The story of a skateboarder, a missing dog and a family secret
by Alison Leslie Gold and Darin Elliott
Eleven-year-old Danielle Godot has her own room in a nice house near the beach, two devoted parents, a kid brother who is only occasionally a pain in the you-know-what, a parakeet, a rabbit and a loyal best friend who is as into skateboarding and animals as she is. What could possibly be wrong with this picture? In Elephant in the Living Room, authors Alison Leslie Gold and Darin Elliott show that even colossal problems can be invisible as long as no one wants to see them for what they are. Gutsy, tom-boyish, big-hearted Danielle loves her father fiercely. But she is embittered by the loss of her beloved mutt, Beckett, who disappeared as a result of one of her dad’s bouts of drinking-induced irresponsibility. What’s wrong with him? Are they all going crazy? Aimed at children from the ages of about 10 to 14, and all who are confounded by problem drinking, Elephant in the Living Room tells the story of how a good man’s slide into alcoholism damages the people who love him most, and how his family summons the courage to make themselves – and him – face up to it and get help. The narrative is leavened with Beckett’s clear-sighted and irreverent commentary and the book concludes with a list of resources for those whose lives are affected by alcoholism.

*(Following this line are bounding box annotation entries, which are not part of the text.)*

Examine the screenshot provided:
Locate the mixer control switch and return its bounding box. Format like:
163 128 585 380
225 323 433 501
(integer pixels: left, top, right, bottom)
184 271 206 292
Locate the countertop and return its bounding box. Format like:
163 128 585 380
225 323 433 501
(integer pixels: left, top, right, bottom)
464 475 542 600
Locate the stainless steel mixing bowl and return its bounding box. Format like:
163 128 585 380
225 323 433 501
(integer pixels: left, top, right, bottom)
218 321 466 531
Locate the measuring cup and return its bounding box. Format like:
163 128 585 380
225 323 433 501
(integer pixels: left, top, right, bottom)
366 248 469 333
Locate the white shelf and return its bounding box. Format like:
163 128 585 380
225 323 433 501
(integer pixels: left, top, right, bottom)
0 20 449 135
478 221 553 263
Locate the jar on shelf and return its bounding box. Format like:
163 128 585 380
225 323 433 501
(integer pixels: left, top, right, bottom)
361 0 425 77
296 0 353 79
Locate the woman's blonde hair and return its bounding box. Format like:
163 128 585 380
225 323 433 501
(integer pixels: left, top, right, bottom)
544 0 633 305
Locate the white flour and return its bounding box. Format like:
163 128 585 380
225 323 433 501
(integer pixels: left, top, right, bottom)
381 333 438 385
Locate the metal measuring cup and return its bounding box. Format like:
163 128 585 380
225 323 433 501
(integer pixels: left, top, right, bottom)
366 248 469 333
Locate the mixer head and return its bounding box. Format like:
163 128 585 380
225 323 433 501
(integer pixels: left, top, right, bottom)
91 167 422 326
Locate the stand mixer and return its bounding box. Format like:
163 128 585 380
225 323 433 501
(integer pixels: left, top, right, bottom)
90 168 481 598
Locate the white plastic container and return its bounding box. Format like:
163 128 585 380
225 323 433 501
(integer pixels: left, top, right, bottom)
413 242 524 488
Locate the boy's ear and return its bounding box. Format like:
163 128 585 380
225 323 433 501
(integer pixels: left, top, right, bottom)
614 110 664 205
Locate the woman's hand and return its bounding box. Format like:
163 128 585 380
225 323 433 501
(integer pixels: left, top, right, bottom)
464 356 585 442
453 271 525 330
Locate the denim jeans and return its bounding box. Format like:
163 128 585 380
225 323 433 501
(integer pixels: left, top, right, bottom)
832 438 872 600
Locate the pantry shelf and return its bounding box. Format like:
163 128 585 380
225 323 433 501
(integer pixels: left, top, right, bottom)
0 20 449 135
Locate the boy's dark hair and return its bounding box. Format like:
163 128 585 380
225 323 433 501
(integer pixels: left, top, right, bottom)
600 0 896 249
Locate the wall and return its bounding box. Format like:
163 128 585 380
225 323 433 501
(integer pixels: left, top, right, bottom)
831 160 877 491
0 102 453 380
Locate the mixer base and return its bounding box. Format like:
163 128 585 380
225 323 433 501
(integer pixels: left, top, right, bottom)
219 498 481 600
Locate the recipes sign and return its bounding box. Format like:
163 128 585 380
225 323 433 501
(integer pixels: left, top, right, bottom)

The Woman Who Brought Matisse Back from the Dead
In The Woman Who Brought Matisse Back from the Dead, award-winning author of Anne Frank Remembered and The Devil’s Mistress, Alison Leslie Gold presents the life of nun-cum-artist’s model Claude Boule. Inspired by a true story and told in spare, evocative prose, this improbable, color-soaked life arc spans the art of Henri Matisse and Andy Warhol, a convent in 1930s Nice, wartime Lyon, postwar Paris, New York in the dazzling 60s on to millennium’s end. The Woman Who Brought Matisse Back from the Dead explores the abstruse relationship between artist and model: Who transfixes whom? The incidental, often travail-filled, life of Claude Boule – impenetrable and inscrutable – serves as a poignant foil for intimate views into the creative processes and behind-the-scenes life of one of the 20th century’s most momentous artists. The brash assemblage of The Woman Who Brought Matisse Back from the Dead also encompasses diverse uncelebrated but no less vividly tinctured people whose lives were touched – erotically, devoutly, unscrupulously and in other often unpredictable ways – by the model’s.